- Active: 1949.2 - 1954.3
- Country: People's Republic of China
- Branch: People's Liberation Army
- Type: Division
- Role: Infantry
- Part of: 11th Corps
- Engagements: Chinese Civil War

= 182nd Division (People's Republic of China) =

The 182nd Division () was created in February 1949 under the Regulation of the Redesignations of All Organizations and Units of the Army, issued by Central Military Commission on November 1, 1948,. basing on the 38th Brigade, 13th Column of Huabei Military Region. Its history could be traced to the 1st Independent Brigade of Taihang Military District formed in October 1947.

The division was composed of 544th, 545th, and 546th Infantry Regiments.
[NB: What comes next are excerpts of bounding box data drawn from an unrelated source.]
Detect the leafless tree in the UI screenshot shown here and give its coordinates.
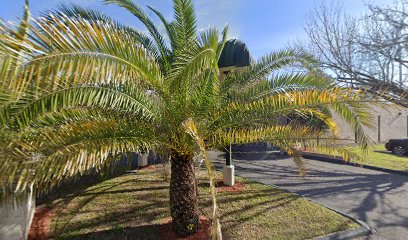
[303,0,408,106]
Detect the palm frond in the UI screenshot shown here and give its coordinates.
[222,49,316,90]
[104,0,170,69]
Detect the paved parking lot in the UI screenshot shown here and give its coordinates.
[210,152,408,240]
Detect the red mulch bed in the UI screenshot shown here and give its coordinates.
[160,216,211,240]
[215,180,245,192]
[28,207,54,240]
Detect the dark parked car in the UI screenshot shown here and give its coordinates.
[385,139,408,155]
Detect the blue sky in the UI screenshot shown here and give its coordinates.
[0,0,392,58]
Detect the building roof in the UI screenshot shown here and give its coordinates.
[218,39,251,68]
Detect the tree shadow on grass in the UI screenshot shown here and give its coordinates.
[59,224,160,240]
[373,150,408,158]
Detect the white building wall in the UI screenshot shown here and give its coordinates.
[0,191,35,240]
[333,103,408,143]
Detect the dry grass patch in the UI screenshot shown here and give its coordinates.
[39,169,357,240]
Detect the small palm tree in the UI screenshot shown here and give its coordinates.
[0,0,368,235]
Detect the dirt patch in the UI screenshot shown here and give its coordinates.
[215,180,245,192]
[28,206,54,240]
[160,216,211,240]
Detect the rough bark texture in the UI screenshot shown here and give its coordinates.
[170,153,199,236]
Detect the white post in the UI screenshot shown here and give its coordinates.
[137,154,149,167]
[223,165,235,186]
[223,144,235,186]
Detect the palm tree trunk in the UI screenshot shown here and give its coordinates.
[170,152,199,236]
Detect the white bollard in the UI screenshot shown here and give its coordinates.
[223,165,235,186]
[137,154,149,168]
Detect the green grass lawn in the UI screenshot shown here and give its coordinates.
[44,170,358,240]
[351,144,408,171]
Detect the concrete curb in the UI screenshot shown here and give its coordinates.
[302,152,408,176]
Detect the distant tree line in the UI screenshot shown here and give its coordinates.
[300,0,408,106]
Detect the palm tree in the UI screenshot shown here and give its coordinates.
[0,0,368,235]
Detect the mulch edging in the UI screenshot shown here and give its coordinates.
[160,216,211,240]
[28,206,55,240]
[215,180,245,192]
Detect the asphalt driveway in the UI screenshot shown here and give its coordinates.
[210,152,408,240]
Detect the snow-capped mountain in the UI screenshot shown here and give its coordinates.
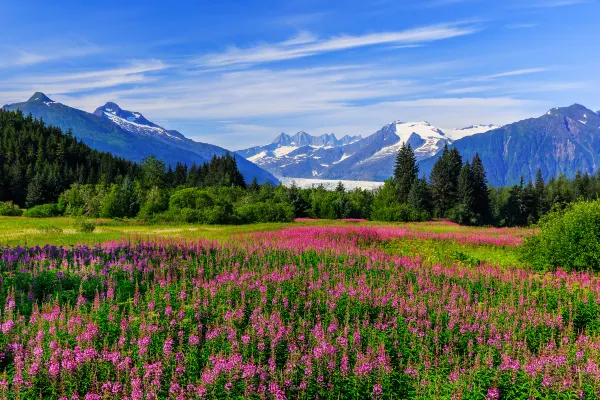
[419,104,600,187]
[237,121,497,181]
[94,102,185,140]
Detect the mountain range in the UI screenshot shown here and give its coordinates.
[237,121,497,181]
[419,104,600,186]
[3,92,600,186]
[3,92,279,184]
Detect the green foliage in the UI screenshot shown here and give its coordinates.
[75,217,96,233]
[0,201,23,217]
[23,204,60,218]
[371,204,430,222]
[0,110,138,207]
[236,202,294,223]
[523,200,600,270]
[37,225,63,234]
[430,146,462,217]
[394,143,419,203]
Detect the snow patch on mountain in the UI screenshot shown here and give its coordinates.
[237,121,497,182]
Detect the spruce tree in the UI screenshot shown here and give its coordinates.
[25,173,44,208]
[394,143,419,203]
[429,145,462,217]
[535,168,548,216]
[248,177,260,193]
[471,153,490,224]
[408,177,433,214]
[458,161,475,209]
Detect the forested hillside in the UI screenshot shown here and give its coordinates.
[0,110,139,206]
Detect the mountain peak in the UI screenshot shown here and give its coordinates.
[98,101,123,114]
[27,92,52,103]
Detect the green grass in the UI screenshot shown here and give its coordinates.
[385,238,522,267]
[0,217,521,266]
[0,217,308,246]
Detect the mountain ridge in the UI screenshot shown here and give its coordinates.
[237,120,495,181]
[2,92,279,184]
[419,104,600,186]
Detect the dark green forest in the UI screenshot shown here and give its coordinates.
[0,111,600,226]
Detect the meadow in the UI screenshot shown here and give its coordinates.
[0,218,600,399]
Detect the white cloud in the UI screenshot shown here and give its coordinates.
[505,23,539,29]
[198,23,478,68]
[446,68,548,85]
[0,42,103,68]
[0,60,169,101]
[521,0,593,8]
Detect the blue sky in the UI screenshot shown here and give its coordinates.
[0,0,600,149]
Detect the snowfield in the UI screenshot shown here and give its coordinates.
[279,178,383,190]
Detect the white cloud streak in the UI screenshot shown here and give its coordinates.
[198,23,478,68]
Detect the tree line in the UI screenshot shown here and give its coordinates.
[0,111,600,226]
[386,144,600,226]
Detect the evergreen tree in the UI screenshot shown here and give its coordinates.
[248,177,260,193]
[173,163,188,187]
[535,169,548,218]
[407,177,433,215]
[471,153,490,224]
[430,145,462,217]
[25,173,45,207]
[394,143,419,203]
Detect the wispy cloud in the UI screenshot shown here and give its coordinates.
[198,23,478,68]
[445,68,548,85]
[519,0,594,8]
[0,60,169,101]
[505,23,539,29]
[0,42,103,68]
[424,0,473,8]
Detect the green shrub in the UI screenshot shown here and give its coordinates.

As a part of 61st Corps the division took part in the Chinese Civil War, including the Linfen Campaign, Taiyuan Campaign, Fumei Campaign and Chengdu Campaign.

In March 1951, the division was transferred to 11th Corps following 61st Corps' disbandment.

In September 1951, Tank Regiment, 182nd Division was activated, which was later renamed as 387th Tank Self-Propelled Artillery Regiment in 1953.

In October 1952 the division was reorganized as the 8th Railway Engineer Division()

In May 1954, 387th Tank Self-Propelled Artillery Regiment was detached and joined 191st Division as 396th Tank Self-Propelled Artillery Regiment.

In June 1954, the division was reorganized as 4th Engineer Bureau, General Bureau of Railway Construction, Ministry of Railways.